Where'd my snuggly baby go?
I can't cradle you in my arms anymore without you writhing and wriggling your way to an apparently much more desirable spot elsewhere. You never rest your head on my shoulder anymore because now you know how much there is to look at and take in.
Sure, you still love being held. You reach for me when other people have you. You murmur "Mamamama" when you're frustrated and need comforting. You prefer sitting on my lap to sitting on the floor.
But my favorite moments with you are the few seconds right before I put you back in your crib after feeding you in the middle of the night. You let out a deep breath and can feel every muscle collapse into me. It's your way of showing me how much you love and trust me.
I would vacuum all day every day for that.
You and Toby became best buddies this month. Maybe it's because you started laughing when he plays fetch and he likes the attention. Maybe it's because you started engaging him with your toys. Or maybe it's because you're not poking him in the eyes and tugging at his appendages as much now that you can reach a whole new level throughout the house.
But I have a sneaking suspicion that it's because you decided to start feeding him all your food.
At mealtime, Toby knows you're his gravy train. Besides the entire box of Cheerios you give him directly, he also loves the edible spray that flies off your fingers when you slap your highchair tray in exuberance. It could be turkey particles or corn nibblets, he's not particular. Plus, he gets all sorts of flavors like applesauce and mashed vegetables off your fingers when you reach down to pet him.
We should probably be disgusted, but it's the first time your father and I haven't had a furry head in our crotch during dinner in almost three years.
So, well, bon appetit. That what baths are for.
And I suppose it wouldn't be right if I didn't mention that you suffered through your first cold this month.

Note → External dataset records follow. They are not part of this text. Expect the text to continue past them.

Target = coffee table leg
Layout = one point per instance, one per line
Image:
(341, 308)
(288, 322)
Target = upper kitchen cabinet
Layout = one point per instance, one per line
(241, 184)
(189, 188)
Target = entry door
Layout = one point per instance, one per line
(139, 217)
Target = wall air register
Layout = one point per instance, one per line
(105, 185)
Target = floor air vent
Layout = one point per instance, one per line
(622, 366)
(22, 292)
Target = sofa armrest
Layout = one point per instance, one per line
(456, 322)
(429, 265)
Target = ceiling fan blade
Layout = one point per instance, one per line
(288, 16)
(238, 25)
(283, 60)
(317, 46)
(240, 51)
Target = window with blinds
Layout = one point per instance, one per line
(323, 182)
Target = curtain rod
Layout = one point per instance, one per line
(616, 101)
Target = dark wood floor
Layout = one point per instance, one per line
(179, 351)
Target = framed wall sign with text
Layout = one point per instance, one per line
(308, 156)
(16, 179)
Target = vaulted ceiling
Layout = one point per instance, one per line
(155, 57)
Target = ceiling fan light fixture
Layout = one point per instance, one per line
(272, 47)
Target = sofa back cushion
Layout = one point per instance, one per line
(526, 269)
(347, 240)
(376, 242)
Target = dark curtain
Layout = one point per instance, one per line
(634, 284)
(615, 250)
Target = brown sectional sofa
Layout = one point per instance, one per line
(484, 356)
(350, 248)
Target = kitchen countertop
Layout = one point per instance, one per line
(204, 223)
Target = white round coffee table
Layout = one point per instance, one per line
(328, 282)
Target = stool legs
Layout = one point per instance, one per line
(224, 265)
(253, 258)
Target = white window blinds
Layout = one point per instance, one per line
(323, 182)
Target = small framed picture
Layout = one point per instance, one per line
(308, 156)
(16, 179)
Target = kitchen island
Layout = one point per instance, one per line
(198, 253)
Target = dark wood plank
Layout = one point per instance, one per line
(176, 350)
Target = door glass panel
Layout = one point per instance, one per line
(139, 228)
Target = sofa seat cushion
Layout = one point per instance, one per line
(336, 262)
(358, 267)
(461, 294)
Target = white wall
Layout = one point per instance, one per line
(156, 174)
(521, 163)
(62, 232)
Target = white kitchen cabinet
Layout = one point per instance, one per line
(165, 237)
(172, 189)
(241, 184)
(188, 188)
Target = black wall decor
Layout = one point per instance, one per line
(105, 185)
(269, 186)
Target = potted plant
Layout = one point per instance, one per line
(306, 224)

You had an ear infection and a few days later spiked a 103 fever. But you were a total trooper. You still preferred playing to anything else and just napped a little more frequently.
The only signs you had exhibited to clue me in was the occasional ear tug and needing a little more attention than usual. So I called the doctor and made an appointment.
Your dad and I weren't surprised at how pleasant and agreeable you were sitting on that examination table despite feeling your worst, but your doctor was.
Over and over he kept remarking what a great personality you have. On the way out, he even stopped to pinch your cheeks. Then he turned to us and said, "Really. She's absolutely wonderful. She has the best disposition."
And coming from a man who deals with babies and toddlers all day long, every day, probably for the past decade or so?
It was official confirmation that you are The Best Baby on the Planet.
I'm seriously going to get you a trophy.